23.11.2017 - 13:30 UhrVor 6 Jahren aktualisiert
GodlessNetflix
4
5
Wir steuern langsam, aber sicher auf das Ende des Jahres zu, da packt Netflix mit der von Steven Soderbergh produzierten Western-Serie Godless noch einmal ein richtiges Highlight in dieses sowieso schon sehr aufregende Serienjahr.

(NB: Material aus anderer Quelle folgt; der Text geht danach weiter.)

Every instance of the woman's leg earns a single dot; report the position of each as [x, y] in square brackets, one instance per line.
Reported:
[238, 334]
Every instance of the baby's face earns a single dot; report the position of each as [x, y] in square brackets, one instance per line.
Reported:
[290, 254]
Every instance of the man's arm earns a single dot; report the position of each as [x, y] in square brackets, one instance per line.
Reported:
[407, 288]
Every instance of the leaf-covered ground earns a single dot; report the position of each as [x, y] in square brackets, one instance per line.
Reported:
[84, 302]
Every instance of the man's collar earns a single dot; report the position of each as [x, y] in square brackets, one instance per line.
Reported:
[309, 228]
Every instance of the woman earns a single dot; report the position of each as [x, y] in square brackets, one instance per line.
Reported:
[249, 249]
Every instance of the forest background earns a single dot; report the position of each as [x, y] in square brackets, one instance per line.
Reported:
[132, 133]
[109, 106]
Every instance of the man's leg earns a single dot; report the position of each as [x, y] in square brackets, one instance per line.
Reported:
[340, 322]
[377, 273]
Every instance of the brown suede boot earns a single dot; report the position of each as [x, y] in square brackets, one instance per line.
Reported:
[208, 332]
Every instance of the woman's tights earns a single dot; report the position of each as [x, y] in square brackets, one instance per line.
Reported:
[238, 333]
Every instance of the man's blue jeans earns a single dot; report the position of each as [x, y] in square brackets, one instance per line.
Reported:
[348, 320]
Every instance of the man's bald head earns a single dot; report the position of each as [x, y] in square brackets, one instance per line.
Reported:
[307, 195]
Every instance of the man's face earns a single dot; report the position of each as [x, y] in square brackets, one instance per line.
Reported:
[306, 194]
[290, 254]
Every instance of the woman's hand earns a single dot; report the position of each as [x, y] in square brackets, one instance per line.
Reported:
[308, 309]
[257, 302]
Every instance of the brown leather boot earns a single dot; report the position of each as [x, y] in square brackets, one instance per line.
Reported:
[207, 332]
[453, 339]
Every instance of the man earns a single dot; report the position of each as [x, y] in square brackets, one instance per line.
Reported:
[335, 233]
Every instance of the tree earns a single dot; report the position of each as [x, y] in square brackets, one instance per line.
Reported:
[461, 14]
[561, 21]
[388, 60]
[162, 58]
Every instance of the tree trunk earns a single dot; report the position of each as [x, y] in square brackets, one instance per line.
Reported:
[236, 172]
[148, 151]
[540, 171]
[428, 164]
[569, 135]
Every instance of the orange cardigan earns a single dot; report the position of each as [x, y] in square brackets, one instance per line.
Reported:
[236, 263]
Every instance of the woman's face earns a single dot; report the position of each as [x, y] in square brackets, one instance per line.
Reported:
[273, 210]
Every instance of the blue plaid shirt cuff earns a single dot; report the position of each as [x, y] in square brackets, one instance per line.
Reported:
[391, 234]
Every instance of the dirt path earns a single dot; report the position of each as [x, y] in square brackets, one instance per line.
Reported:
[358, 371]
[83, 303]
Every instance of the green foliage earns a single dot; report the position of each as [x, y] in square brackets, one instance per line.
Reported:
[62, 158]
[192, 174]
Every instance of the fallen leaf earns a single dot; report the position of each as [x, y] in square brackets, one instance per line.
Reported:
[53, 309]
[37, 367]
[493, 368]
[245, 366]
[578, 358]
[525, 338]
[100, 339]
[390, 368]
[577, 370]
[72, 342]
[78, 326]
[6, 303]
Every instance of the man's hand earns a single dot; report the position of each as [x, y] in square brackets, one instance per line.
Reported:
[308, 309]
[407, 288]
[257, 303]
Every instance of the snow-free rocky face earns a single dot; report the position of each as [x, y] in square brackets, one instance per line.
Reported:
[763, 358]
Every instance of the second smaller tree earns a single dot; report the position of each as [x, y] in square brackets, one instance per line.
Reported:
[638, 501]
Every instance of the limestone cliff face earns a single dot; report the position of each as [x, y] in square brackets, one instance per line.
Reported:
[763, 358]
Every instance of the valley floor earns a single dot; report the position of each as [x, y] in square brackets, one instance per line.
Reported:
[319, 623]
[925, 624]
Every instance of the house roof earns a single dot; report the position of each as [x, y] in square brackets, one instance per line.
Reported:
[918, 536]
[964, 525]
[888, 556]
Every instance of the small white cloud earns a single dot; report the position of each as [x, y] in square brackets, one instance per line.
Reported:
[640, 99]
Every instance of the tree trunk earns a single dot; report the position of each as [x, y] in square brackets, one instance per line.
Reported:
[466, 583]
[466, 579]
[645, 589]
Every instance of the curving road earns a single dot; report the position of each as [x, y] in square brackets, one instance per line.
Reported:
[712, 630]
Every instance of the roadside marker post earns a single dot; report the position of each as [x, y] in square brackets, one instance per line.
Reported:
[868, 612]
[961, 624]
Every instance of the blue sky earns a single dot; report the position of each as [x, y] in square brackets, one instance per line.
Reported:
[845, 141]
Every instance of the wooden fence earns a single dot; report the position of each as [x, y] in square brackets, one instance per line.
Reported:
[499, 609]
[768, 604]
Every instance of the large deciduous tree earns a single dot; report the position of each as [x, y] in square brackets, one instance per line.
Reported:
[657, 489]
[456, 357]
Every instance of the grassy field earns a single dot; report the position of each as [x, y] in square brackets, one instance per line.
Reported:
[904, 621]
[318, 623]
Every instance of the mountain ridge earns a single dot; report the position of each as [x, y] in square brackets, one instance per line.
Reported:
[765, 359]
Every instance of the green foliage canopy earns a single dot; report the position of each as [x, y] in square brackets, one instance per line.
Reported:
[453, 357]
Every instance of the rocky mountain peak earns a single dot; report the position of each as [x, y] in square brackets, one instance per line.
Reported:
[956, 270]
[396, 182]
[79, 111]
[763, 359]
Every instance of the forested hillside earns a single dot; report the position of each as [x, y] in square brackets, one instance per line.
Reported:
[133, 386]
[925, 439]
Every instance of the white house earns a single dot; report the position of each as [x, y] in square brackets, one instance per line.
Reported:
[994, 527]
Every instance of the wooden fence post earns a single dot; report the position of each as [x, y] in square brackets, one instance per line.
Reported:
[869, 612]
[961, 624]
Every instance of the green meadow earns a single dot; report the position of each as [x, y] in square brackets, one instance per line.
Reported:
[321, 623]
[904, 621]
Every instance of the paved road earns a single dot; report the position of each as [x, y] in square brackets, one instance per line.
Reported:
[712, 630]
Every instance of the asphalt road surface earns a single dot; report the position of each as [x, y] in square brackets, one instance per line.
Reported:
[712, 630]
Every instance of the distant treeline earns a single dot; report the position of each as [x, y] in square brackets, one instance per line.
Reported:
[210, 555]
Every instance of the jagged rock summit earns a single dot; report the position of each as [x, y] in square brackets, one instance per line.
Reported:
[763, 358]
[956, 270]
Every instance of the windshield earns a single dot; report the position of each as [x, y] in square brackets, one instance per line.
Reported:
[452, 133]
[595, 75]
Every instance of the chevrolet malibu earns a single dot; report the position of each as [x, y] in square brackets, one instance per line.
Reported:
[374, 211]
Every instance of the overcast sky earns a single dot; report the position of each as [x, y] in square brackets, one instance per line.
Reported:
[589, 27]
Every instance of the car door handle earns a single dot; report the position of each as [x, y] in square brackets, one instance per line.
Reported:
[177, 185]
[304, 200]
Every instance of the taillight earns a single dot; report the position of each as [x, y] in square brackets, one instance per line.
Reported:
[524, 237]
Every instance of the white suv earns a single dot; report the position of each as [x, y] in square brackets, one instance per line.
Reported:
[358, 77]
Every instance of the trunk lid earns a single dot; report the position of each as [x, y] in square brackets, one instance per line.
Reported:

Zuletzt protzte HBO mit der aufwendigen Produktion von Westworld - einer Serie, die charakteristische Elemente des Westerns mit futuristischen Gedankenspielen verbindet. Eine High-Concept-Serie, die wie dafür geschaffen wurde, selbst aus der aktuellen Flut an neu startenden Serien herauszustechen und die Zuschauer alleine aufgrund der Genre-übergreifenden Prämisse zu ködern. Dagegen wirkt Godless aus dem Hause Netflix auf den ersten Blick denkbar unspektakulär: Hier stolpern keine hochentwickelten Roboter durch die Prärie und sorgen für ein Blutbad sondergleichen. Stattdessen entführt die Western-Serie ins Jahr 1884 und entfaltet sich wie ein klassischer Vertreter seines Genres. Serienschöpfer Scott Frank, der ebenfalls bei allen Episoden Regie führte und das Drehbuch schrieb, hat dennoch ein eigenständiges Werk geschaffen, das nicht bloß an der Reproduktion vertrauter Tropen interessiert ist, sondern sich diesen mit einer modernen Sichtweise nähert.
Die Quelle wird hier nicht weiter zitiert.